Technically, this level coincides with two important benchmarks:

  • 200-period moving average on the four-hour chart;
  • the lower boundary of the "bear flag" pattern on the weekly timeframe.

A loss of $90,000 could drastically change the picture, noted Crypto Solutions.

"If the level is breached and the weekly candle closes below, market dynamics could shift into a negative phase. In this case, the next likely benchmark would be the $80,000-$85,000 zone—a significant demand area on the daily chart," he added.

Should it fall below $80,000, key support levels would be $74,500 (April 2025 low) and $68,000 (200-week moving average).
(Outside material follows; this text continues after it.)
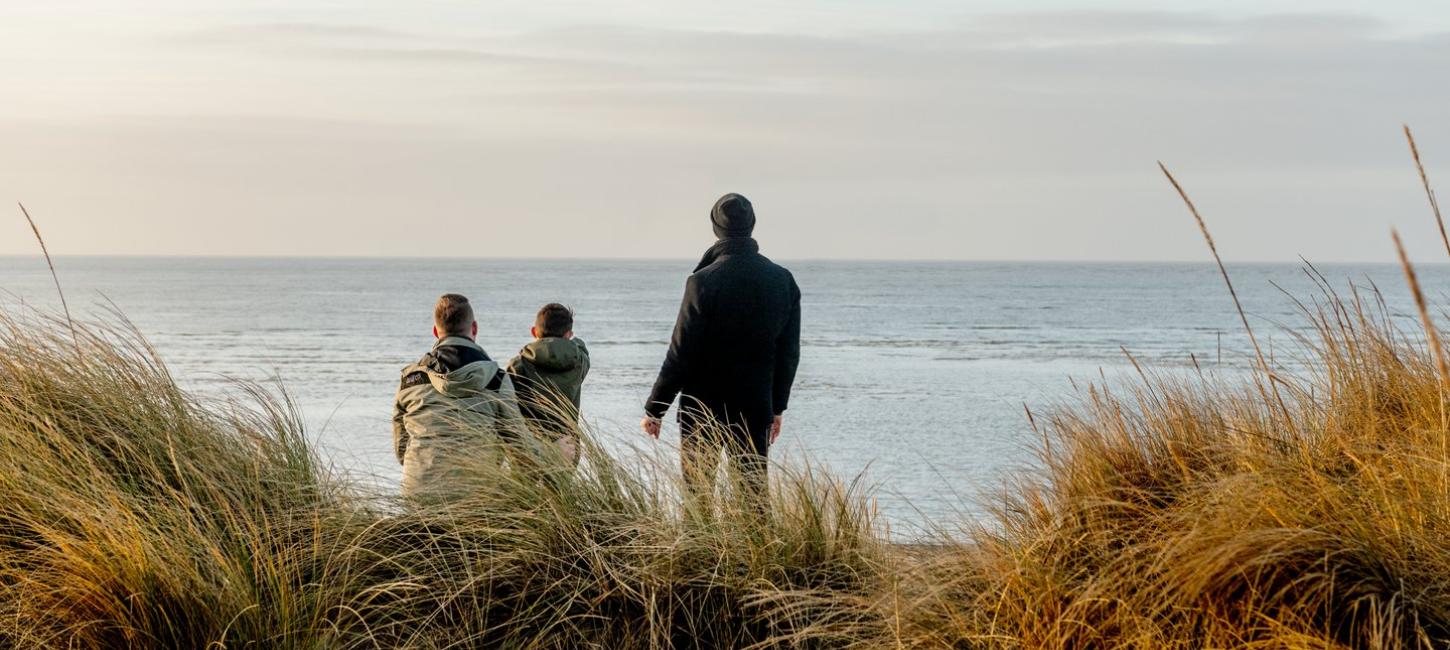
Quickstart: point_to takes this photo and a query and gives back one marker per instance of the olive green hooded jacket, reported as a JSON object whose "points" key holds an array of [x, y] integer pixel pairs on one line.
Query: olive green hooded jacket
{"points": [[454, 412], [548, 375]]}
The most pessimistic scenario according to the "bear flag" pattern points to a potential target around $57,050. This level could serve as a reversal point if a full-blown bear trend develops.

Analyst under the pseudonym Rekt Capital highlighted the importance of the 2025 opening level—$93,500.

#BTC

Bitcoin has indeed rejected from the cluster of Bull Market EMAs, forcing a post-breakout retest of the $93,500 level

In fact, Bitcoin has marginally Weekly Closed above $93,500, therefore resembling more the April 2025 Weekly Close above $93,500 than the November 2024 one… https://t.co/yaEE3QcJRK pic.twitter.com/DHhhEZKLJp

— Rekt Capital (@rektcapital) January 19, 2026

"Bitcoin actually closed the week slightly above $93,500, which resembles more the weekly close in April 2025 above this mark (green circles) than the November 2024 one," he stated.

According to the expert, to confirm a bullish trend, the asset needs to stay above this mark for a week.

Recall that Glassnode analysts noted improvements in the spot market for the first cryptocurrency. Trading volumes are increasing, and selling pressure is easing.